Published by USC Bedrosian Center on

by Brettany Shannon

Hello, again, LA#Itself listeners! I hope you’ve had a great year since last fall, if not politically, at least personally. I know we’ve all been through a lot in the last year. Each daily news cycle equals one normal administration’s, and our Commander in Tweet’s increasingly unstable attacks on our social and institutional norms provide us with new ways to feel personal heartache and existential dread, along with shame and confusion about where our country is headed.

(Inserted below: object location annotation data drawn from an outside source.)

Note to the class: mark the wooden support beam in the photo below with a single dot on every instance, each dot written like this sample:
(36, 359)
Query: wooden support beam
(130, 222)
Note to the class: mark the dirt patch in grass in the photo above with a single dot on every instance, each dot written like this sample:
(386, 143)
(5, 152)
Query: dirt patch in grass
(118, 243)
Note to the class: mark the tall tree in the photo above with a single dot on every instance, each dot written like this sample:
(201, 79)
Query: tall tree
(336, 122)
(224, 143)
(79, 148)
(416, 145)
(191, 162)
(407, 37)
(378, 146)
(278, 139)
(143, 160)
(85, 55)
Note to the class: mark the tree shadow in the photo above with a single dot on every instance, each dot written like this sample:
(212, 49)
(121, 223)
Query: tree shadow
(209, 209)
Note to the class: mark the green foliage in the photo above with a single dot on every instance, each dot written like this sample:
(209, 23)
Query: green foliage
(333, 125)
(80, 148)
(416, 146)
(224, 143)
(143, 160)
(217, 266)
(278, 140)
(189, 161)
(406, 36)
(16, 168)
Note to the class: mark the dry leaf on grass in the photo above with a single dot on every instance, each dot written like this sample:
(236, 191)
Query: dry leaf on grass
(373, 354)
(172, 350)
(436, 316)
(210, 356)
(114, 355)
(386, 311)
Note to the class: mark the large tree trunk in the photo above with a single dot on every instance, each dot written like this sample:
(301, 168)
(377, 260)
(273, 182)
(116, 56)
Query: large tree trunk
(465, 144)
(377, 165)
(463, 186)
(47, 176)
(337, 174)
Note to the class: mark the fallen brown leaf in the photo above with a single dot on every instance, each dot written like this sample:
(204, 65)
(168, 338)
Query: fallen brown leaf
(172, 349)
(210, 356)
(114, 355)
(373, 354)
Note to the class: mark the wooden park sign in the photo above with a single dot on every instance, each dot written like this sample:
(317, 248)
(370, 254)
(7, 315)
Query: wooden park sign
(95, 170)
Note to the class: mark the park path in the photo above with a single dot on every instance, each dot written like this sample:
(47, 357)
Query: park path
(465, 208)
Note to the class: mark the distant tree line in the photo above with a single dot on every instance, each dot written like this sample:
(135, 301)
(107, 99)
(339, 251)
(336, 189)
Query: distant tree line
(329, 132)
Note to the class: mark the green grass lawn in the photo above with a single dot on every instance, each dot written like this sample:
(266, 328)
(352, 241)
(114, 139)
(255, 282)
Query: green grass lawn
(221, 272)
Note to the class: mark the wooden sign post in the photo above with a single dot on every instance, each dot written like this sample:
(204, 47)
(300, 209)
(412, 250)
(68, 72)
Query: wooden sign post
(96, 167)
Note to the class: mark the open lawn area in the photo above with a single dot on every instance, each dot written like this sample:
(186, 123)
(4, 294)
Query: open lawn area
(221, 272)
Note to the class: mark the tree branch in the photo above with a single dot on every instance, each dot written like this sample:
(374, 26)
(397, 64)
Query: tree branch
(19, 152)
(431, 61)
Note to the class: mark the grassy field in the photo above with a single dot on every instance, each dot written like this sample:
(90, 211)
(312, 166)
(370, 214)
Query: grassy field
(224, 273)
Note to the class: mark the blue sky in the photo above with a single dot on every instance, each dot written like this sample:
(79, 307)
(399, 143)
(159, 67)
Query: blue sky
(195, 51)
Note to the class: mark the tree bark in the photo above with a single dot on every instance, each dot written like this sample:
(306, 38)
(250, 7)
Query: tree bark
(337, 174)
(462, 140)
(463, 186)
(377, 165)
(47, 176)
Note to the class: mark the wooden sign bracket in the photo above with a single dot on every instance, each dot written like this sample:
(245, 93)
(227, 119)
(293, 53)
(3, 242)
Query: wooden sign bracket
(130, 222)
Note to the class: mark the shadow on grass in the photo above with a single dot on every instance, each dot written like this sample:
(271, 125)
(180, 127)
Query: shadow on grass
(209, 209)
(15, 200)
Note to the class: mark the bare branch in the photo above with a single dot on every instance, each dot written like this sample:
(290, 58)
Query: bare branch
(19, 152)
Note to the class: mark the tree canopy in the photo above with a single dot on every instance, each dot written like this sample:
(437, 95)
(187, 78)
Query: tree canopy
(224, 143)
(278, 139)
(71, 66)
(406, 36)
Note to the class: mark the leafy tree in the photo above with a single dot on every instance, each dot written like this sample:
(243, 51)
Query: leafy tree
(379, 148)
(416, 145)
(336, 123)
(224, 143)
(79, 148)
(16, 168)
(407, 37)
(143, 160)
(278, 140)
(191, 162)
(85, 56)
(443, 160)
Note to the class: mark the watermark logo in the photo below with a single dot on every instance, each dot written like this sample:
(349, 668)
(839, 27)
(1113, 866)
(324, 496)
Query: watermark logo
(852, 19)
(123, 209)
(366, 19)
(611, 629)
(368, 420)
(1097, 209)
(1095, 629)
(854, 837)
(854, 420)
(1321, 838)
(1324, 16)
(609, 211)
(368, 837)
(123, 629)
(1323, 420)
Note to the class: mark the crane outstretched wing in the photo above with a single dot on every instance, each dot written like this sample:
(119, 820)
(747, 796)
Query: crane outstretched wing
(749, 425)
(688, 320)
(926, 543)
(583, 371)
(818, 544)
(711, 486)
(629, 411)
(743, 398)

So while last season we talked with people in various sectors to make the larger argument about digital communication’s lasting effect on how we construct, literally and metaphorically, our cities, in light of our political chaos, I’ve decided to simultaneously widen and narrow our focus this fall. We’ll still hear from a variety of people: a digital research strategist, a historian, a performing arts center director, a public art curator and researcher, fashion bloggers, and a health care professional. But we’re looking specifically at how these Angelenos use digital communications to preserve, resist, and heal. So if you like technology, culture, politics, policy, and Los Angeles – or even just one of those things – we hope you’ll enjoy this second installment of LA#Itself.

The fall’s first guest provides us with an insider’s view into these three themes, preservation, resistance, and healing. Marissa Gluck is a digital research strategist who’s worked in tech since the mid-90s, an urbanism and architecture writer, and a principal of the design-cum-civic engagement non-profit Design East of La Brea, or de LaB. Through her unique bundle of expertise, Marissa gives us insights into how her three fields engage with issues of culture, identity, and civic participation. This long, fun conversation is about how Marissa is, above all, an interlocutor, and how she uses empathy and storytelling to make things accessible to her audience, whoever they are at the time. Thanks again for listening and let us know what you think of the conversation on Twitter (Bedrosian, me), Facebook, or email.

Links…

We talk about a lot, right? Reading James Damore’s Google’s Ideological Echo Chamber and Curbed urbanism editor Alissa Walker’s Mansplaining the City together gives us a perspective on the current crisis of masculinity.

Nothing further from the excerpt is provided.